By BARBARA WINTHER
For the Review
If you drive east on Day Road to Suyematsu’s farm, where the berry and vegetable stand operates, you will see the Hoskinson/Pratt Water Tower, a tall, red-shingled building. It stands there because the City of Bainbridge Island and its Historic Preservation Commission (HPC) saved it. Why and how was this done?
Pioneer Riley M. Hoskinson came to Bainbridge Island in 1878, homesteading 160 acres in the middle of present-day Winslow (Madrone until 1903).
Around 1892, on the northeast corner of today’s Wyatt and Madison avenues, Riley’s son, William, built a home. In 1907 he sold the property to John Robinson Pratt and his wife, Ella Mae. According to their son, Carl, the family erected the water tower in 1912; Carl’s daughters remember playing dress-up in its base and fetching preserves stored there.
Eventually the property was sold again. Over the years the home was used by business enterprises and the tower served various local artists as a studio. Unable to keep up with repairs, the owner, Marion Moriarty, sold the property to a developer who planned to build condos on the land.
In 2005 the developer offered the home and the water tower to anyone who would move them. Nobody took the house and it was torn down. However, after a structural analysis and advice from HPC, the city agreed to save the water tower.
Where on city property should it go? One idea was the vacant land at the corner of State Route 305 and Winslow Way. But the earth at the former Unocal site was still contaminated. Perhaps in the round-about on High School Road? No, it might be a trafic hazard. Beside City Hall? Not enough room. Next to the Farmer’s Market? It would limit space for farmers’ booths.
Then Linda Owens and Betsy Wittick of the Farmer’s Market Association suggested installing the tower on the city’s property on Day Road as a beacon for surrounding farms. Gerard Bentryn of the winery and Bart Berg of the Trust for Working Landscapes staked out a flat area.
The farmers were thrilled. Since Madrone/Winslow was an agricultural community in its early days and water towers were an integral part of farming, placing the historic tower in a similar setting was a reminder of the island’s roots.
The tower endured a hair-raising trip through the round-about and up SR-305 to its new home. Paul Storey and Roger Keys, lowest bidders for minimum restoration, poured the foundation, and after the tower was craned into place, secured the tower to it, reattached the top section, reroofed it and then built a new floor.

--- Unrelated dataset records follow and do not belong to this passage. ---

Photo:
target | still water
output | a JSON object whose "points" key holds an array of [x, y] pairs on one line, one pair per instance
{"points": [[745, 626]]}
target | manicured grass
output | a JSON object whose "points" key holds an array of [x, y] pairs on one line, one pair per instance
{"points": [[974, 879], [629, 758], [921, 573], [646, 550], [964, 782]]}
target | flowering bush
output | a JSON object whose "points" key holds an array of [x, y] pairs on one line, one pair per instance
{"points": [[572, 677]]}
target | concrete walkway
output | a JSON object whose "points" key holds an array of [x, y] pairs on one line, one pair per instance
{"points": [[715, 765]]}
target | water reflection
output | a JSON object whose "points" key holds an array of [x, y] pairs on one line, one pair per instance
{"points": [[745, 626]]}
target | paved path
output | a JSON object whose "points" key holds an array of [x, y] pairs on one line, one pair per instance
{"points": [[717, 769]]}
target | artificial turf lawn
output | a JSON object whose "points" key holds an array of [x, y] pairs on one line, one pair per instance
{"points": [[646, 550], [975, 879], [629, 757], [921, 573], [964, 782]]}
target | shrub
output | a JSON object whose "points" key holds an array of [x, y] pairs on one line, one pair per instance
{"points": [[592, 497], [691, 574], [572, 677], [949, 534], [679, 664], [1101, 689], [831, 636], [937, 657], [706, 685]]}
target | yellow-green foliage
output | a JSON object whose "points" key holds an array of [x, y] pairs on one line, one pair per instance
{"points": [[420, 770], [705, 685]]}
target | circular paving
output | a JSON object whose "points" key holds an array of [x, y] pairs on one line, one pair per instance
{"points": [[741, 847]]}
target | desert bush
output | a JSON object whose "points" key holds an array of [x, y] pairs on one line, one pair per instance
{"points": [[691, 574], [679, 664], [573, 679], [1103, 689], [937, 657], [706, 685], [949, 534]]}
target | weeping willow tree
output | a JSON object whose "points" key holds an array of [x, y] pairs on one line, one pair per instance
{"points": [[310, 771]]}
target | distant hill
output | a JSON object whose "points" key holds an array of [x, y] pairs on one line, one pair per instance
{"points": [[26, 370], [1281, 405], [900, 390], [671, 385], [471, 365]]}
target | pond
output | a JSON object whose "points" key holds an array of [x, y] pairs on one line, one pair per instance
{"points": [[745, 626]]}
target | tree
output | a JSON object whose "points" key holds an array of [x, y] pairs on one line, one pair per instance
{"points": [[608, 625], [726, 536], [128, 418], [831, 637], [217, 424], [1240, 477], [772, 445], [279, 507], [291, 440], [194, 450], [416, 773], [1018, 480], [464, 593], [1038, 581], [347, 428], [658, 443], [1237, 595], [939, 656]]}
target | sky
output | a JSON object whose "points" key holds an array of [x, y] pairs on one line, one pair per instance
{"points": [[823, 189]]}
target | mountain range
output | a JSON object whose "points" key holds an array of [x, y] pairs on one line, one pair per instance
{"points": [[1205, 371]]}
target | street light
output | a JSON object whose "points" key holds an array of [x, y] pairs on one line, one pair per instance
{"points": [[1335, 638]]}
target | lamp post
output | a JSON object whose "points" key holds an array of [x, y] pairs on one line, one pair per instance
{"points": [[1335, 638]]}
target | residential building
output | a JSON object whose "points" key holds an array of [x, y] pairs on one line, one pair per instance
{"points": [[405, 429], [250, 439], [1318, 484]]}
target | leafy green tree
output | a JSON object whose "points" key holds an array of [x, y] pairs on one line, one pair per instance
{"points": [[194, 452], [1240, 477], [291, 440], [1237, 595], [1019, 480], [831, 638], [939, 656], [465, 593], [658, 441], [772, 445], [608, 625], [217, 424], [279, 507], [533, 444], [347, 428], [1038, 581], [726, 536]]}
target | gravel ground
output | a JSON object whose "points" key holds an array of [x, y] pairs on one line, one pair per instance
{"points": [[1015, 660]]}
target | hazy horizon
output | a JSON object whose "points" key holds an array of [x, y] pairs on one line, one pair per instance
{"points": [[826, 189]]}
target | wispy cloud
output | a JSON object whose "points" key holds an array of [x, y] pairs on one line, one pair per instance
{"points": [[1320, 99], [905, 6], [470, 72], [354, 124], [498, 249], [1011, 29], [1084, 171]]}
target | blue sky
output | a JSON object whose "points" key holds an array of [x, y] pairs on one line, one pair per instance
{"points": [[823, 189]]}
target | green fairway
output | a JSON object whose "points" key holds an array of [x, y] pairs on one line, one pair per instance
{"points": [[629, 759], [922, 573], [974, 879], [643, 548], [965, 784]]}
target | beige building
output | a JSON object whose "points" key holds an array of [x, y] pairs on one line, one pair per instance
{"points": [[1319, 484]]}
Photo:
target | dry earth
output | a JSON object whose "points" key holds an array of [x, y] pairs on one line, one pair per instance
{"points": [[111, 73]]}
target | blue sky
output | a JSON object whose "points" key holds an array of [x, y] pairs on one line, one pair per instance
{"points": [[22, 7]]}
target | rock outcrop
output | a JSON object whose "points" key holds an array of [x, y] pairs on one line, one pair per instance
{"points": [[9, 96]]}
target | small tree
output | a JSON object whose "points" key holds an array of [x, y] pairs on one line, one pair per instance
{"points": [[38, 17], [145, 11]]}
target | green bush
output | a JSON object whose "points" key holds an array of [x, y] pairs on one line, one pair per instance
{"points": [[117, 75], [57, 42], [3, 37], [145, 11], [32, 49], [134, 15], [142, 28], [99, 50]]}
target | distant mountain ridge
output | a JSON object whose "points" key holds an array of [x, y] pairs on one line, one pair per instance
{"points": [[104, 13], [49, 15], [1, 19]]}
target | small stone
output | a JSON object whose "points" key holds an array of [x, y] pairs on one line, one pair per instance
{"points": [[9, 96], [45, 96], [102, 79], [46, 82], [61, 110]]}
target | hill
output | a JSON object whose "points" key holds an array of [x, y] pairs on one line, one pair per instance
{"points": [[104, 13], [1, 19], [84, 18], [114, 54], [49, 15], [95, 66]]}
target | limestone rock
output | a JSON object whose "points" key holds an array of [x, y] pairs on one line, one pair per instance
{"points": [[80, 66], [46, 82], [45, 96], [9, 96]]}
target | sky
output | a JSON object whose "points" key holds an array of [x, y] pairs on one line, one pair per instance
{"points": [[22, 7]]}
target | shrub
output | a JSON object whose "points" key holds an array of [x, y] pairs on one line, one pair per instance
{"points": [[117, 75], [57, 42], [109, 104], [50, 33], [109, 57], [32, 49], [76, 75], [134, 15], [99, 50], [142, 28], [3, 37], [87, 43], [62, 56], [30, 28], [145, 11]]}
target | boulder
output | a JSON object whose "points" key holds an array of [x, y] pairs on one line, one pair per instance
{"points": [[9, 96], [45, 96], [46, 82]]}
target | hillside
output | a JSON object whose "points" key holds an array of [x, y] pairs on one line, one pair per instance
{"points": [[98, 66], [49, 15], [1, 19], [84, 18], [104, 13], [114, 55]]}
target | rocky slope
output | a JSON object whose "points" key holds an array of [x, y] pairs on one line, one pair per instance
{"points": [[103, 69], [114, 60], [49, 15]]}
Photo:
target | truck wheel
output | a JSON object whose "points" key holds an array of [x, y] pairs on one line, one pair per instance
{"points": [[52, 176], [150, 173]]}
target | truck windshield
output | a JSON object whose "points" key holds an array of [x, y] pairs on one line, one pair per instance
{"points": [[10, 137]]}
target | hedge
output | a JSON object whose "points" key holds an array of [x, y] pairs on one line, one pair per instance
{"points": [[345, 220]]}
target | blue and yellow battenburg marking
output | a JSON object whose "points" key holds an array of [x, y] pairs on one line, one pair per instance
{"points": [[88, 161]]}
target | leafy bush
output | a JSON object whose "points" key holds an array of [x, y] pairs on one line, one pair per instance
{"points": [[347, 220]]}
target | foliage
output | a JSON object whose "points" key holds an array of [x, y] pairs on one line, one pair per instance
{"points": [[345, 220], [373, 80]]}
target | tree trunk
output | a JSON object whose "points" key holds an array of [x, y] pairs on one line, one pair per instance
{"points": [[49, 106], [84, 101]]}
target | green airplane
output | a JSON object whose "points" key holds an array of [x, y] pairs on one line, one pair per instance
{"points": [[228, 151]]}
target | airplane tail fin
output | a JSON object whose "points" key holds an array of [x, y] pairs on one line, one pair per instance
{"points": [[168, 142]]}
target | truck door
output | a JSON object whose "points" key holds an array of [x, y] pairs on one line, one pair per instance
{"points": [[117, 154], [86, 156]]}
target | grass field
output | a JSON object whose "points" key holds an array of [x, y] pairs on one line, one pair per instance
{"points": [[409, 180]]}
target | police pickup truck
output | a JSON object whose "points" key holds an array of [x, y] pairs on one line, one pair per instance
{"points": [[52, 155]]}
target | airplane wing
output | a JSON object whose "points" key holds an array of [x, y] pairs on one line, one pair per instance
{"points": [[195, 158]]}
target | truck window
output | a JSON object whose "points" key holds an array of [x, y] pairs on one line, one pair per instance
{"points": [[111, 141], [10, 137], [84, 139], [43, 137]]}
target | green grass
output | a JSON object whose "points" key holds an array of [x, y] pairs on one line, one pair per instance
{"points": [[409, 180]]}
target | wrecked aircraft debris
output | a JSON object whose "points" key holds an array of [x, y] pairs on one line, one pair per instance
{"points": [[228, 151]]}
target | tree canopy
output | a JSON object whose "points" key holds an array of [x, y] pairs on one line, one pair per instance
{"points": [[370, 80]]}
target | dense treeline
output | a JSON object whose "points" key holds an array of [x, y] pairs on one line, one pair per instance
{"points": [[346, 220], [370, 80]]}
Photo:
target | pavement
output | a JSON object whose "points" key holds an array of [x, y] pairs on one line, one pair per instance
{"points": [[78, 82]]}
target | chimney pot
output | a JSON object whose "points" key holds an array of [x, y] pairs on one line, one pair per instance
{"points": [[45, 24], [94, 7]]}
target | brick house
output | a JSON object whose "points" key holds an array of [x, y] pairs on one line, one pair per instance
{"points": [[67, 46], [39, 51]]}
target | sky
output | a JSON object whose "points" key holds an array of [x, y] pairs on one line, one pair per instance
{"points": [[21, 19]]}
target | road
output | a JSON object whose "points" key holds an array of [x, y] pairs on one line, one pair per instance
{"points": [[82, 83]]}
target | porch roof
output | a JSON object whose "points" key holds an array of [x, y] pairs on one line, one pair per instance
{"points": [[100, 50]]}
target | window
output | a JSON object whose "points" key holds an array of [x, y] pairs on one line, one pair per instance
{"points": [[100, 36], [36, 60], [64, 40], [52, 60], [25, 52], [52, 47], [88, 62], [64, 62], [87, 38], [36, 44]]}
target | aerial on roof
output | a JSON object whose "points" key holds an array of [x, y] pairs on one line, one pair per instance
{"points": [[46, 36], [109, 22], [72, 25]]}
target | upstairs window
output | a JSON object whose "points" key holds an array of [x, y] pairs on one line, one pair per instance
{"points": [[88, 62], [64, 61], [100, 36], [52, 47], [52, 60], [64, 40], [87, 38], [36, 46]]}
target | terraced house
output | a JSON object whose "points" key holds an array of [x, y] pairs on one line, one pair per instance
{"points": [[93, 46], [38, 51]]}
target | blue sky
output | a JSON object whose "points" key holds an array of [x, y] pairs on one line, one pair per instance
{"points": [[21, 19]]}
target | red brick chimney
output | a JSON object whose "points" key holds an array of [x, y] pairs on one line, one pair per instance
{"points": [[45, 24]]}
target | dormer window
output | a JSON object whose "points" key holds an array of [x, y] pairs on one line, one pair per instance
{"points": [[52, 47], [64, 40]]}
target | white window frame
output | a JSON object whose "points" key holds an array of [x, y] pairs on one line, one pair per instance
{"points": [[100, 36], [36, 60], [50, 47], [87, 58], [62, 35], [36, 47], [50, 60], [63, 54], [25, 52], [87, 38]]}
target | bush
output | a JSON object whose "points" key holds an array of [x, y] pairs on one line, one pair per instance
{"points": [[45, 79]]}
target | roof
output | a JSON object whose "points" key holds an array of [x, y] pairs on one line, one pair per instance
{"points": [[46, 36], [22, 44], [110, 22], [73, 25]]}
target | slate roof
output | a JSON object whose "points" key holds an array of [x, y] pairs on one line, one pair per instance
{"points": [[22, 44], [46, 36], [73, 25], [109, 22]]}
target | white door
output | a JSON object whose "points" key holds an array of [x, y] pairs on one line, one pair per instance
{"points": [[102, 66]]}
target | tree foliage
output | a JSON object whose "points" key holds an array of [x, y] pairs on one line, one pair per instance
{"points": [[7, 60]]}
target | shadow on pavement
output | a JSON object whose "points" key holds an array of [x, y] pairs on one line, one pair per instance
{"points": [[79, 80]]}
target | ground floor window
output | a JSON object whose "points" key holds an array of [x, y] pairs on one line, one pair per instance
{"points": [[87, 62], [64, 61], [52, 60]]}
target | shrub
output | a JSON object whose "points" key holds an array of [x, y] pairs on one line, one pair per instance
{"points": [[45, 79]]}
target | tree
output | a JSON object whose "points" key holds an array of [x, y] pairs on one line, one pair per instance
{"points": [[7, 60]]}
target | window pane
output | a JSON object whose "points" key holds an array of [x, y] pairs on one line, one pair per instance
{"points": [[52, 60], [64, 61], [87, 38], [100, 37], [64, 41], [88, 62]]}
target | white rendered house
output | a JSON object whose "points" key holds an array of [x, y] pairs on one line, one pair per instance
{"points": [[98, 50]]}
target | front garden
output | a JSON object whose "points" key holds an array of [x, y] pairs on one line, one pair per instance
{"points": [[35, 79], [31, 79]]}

Realizing the city’s money shortage, they donated extra hours of work. The city’s maintenance department added missing shingles, repaired windows and installed the door (purchased at a Rotary Auction by a HPC member). Winslow Paint’s Mary Hall talked Cabot Company into giving paint and painter Vincent Fouchi donated his services to pressure wash and spray paint the tower.
Truly this was a COBI/HPC/community effort to save a significantly historical structure deeply embedded in our island’s past.
Barbara Winther was chair of the HPC during the water tower negotiations.